Nicht typisch Hollywood

Wo nun die meisten Filme den spektakulären Gerichtsprozess in den Vordergrund stellen würden, behält es sich Nichols vor, auf der kleinstmöglichen Ebene zu bleiben – auf jener der beiden Liebenden. Über das bahnbrechende Urteil erfährt Mildred in einem kurzen Telefonat, ihre Reaktion ist nicht überschwänglich.

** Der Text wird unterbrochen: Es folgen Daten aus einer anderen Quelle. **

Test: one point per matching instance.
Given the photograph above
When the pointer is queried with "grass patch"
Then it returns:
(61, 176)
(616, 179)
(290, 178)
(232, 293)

Das schlägt so sehr gegen die gängigen Hollywood-Konventionen, dass sich die Zuschauer wohl verwundert die Augen reiben werden – die, das darf zumindest gemutmasst werden, bei den meisten von ihnen trocken bleiben werden. „Loving“ drückt zu keiner Zeit auf die Tränendrüse, ist deswegen etwas Besonderes, wird aber ebenfalls deswegen wohl wenigen Menschen lange in Erinnerung bleiben.

Fazit:

Wer eine wohlverdiente Pause vom Hollywood-Bombast einlegen will und auf extrem gut dargebotene, aber eben sehr ruhige Drama-Kost zurückgreifen will, für den bietet sich „Loving“ an. Die beiden Hauptdarsteller sind über jeden Zweifel erhaben, nur gezielt tragisches Taschentuchkino sollte trotz der Thematik niemand von „Loving“ erwarten. Was eigentlich recht erfrischend ist.